Technology is becoming a more pervasive part of everybody’s life. We use computers at work. We have our phones and tablets with us at all the time. We rely on the technology to check our email, update our social media status or watch streaming movies. We play video games. Technology keeps us in constant communication with the outside world.
There are, however, many downsides to the constant use of technology. A key one is sleep. We depend on sleep for not only our mental health but also our physical health. A lack of sleep increases the risk of certain illness like diabetes and heart disease, and we are less mentally astute when awake. Technology can interrupt our daily cycle of sleep in a variety of ways.
First, that phone on your nightstand is not as innocent as you might think. You are more inclined to check the phone, and the phone’s glow can have a severe impact on the way and amount of sleep that you get. In fact, 90% of Americans say that they use some type of technology in the hour leading up to sleep.
Research has shown that the glow of the screen in the dark from our phone reduces the production of melatonin, an extremely important hormone that the body produces. Melatonin is responsible for helping the body attain a circadian rhythm. This is the natural day-night cycle that helps the body understand when it should be asleep and when it should be awake. A decline in the production of melatonin reduces the body’s ability regulate the body’s natural sleeping cycle. So, picking up that phone by the bed, especially in the dark, has a direct impact on your ability to sleep. So, you might want to think about that the next time you want to play Candy Crush or check Facebook right before you go to sleep.
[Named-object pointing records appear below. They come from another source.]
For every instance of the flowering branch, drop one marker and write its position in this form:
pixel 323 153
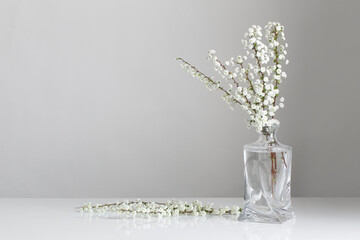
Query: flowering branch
pixel 159 209
pixel 259 98
pixel 205 79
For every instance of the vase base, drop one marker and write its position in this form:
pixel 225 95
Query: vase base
pixel 249 215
Secondly, the phone can be distracting. A text message or a social media alert can wake you during your sleep. A recent study found that 22% of respondents reported having the cell phone ringer turned on and resting on the nightstand at night. To make matters worse, 10% of people who participated in the survey said the phone woke them up over the last week.
Thirdly, the brain can’t relax. The period just before sleep should be a time when the brain is allowed to relax. Often, this can involve reading a book and talking with a partner. A technological device creates an amazing amount of stimulus, and it can be a challenge for the brain to relax, even after the lights have been turned off.
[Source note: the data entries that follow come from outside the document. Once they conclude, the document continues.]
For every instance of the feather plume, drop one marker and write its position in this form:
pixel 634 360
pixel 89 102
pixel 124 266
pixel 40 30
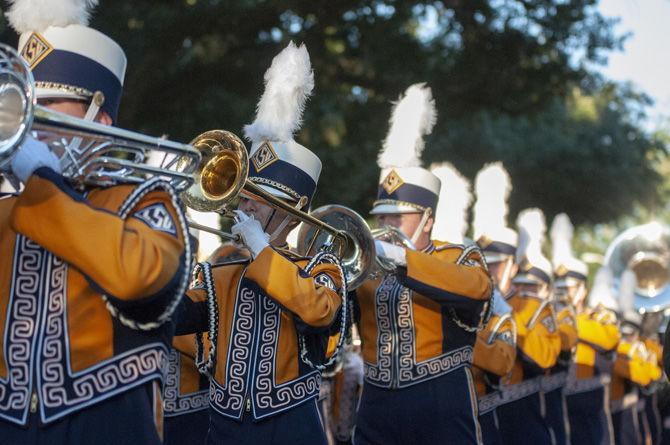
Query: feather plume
pixel 532 228
pixel 601 292
pixel 455 198
pixel 413 117
pixel 562 231
pixel 37 15
pixel 288 83
pixel 493 186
Fourth, interactive technology like cell phones, computers and tablets seems to impact the brain more than passive technology like a television or a radio. That can impact our memory and our ability to make rational decisions and have reasonable thoughts. This is especially true at night. We want to be distancing our brain from the interactive nature of technology devices and let it settle into dreamland.
Fifth, when we have the phone or tablet in our bed, we start to associate our sleep environment as a social place. It’s becomes less a place where we sleep, and more a place where we connect and socialize with others, especially those who are not in the bedroom with us.
Finally, there is the Fear of Missing Out Syndrome. With technology by our side, we are constantly worried that something important will happen, and we are not involved. That fear and anxiety can translate into difficulty getting to sleep or a restless night’s sleep. We constantly check our phone, not wanting to miss out on something.